The polymorph screening on C₃F₇-NDI and C₄F₉-NDI revealed the presence of two new elusive crystal phases, and by thermal characterization we detected their enatiotropically related polymorphs, which are stable only at high temperature.

The presence of different polymorphs is important to determine the crystal phase, which can lead to more performative devices, or to avoid crystal phases with poor properties.

2. Results and Discussion

2.1. Polymorph Screening

The solubility assessment in several organic solvents, as reported in Table S1, shows a decrease in the solubility upon increasing the length of fluoroalkyl side chains. This particular feature is related to the low surface free energies of the fluoroalkyl chains and their poor polarizability (see Table S1). In the case of CF₃-NDI, recrystallization experiments by solvent evaporation yielded always to the CF₃-NDI Form α (starting material), except in DMSO and paraxylene (PXY). With solvent evaporation in PXY, we obtained a solvate called CF₃-NDI·PXY, which converts into CF₃-NDI Form α in a couple of hours at room conditions.
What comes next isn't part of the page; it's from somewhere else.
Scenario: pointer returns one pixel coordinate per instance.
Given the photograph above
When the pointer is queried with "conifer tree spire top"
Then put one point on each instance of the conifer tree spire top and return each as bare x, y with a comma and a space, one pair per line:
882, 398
When CF₃-NDI is recrystallized in DMSO, both by solvent evaporation and by thermal gradient precipitation with a slow cooling profile, big orange block crystals were obtained and only after some effort were identified as a solid solution of CF₃-NDI and a new molecule obtained by decomposition of CF₃-NDI. The characterization of the new molecule was not straightforward, since it is always obtained as a solid solution with the starting compound; however, by single-crystal X-ray diffraction, ¹³C-NMR, ¹H-NMR, and FTIR (Figures S1–S3), we were able to identify the new molecule as 4,5,9-trichloro-10-hydroxy-2,7-bis(2,2,2-trifluoroethyl)benzo[lmn][3,8] phenanthroline-1,3,6,8(2H,7H)-tetraone (CF₃-NDI-OH). One of the chlorine atoms was substituted by the hydroxyl group, probably due to the presence of water in the DMSO. The substitution of the halogen atom was not expected since it happened during a simple recrystallization process, whereas it is commonly obtained in the presence of a reducing agent such as tetrabutylammonium fluoride (TBAF) [30].
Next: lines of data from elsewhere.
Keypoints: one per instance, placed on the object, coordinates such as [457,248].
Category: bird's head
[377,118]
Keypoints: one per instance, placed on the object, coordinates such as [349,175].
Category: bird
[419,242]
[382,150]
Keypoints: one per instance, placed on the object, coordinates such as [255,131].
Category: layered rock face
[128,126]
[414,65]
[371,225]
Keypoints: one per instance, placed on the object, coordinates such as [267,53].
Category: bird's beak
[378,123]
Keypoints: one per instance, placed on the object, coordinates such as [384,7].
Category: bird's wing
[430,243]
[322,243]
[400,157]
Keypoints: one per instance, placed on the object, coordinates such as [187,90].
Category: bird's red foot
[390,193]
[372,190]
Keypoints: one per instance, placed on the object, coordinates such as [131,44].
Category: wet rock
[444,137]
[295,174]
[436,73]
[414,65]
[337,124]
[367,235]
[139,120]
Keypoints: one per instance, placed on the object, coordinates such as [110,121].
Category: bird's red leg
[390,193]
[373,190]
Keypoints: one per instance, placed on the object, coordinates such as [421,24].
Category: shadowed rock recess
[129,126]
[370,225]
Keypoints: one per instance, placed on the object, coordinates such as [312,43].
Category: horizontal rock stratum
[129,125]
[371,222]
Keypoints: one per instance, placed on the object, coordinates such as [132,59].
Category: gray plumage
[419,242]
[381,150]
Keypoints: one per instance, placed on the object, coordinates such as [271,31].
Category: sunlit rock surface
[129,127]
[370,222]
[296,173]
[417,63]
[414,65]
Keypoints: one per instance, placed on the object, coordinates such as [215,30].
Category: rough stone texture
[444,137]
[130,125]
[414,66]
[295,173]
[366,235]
It is worth noting that the crystals of the solid solution of CF₃-NDI with CF₃-NDI-OH (hereafter CF₃-NDI·SS) are not isomorphic with CF₃-NDI Form α, so we tried to seed a solution of CF₃-NDI with a crystal of CF₃-NDI∙SS to obtain a new polymorph, without any success.
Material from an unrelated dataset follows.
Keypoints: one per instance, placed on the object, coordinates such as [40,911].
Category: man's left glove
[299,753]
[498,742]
Analogous polymorph screening was performed for C₃F₇-NDI and C₄F₉-NDI; for both compounds, all the slurry and recrystallization by evaporation experiments led to the starting material phase Form α, with exception for the slurry experiment in ACN that produced the solvate forms C₃F₇-NDI·ACN and C₄F₉-NDI·ACN. These solvate forms quickly release the acetonitrile and are converted into very poorly crystalline forms, which are not ascribable to the starting material and are labeled C₃F₇-NDI Form γ and C₄F₉-NDI Form γ, respectively. These forms are metastable and convert into the starting structure (Form α) over time. C₃F₇-NDI·ACN and C₄F₉-NDI·ACN small crystals were obtained by precipitation using a gradient temperature with a cooling rate of −0.125 °C/min; the crystals are stable as long as they remain in the mother liquor, but their quality was not good enough for SC-XRD.

2.2. Crystal Structure

Suitable crystals of CF₃-NDI Form α and CF₃-NDI·SS were obtained by thermal gradient of ACN and DMSO solutions, respectively, while CF₃-NDI·PXY crystals were obtained by slow evaporation of the solvent. Crystal structure parameters are listed in

Table 1. Crystal structure parameters of CF₃-NDI Form α, CF₃-NDI·SS, CF₃-NDI·PXY, C₃F₇-NDI Form α, and C₄F₉-NDI Form α.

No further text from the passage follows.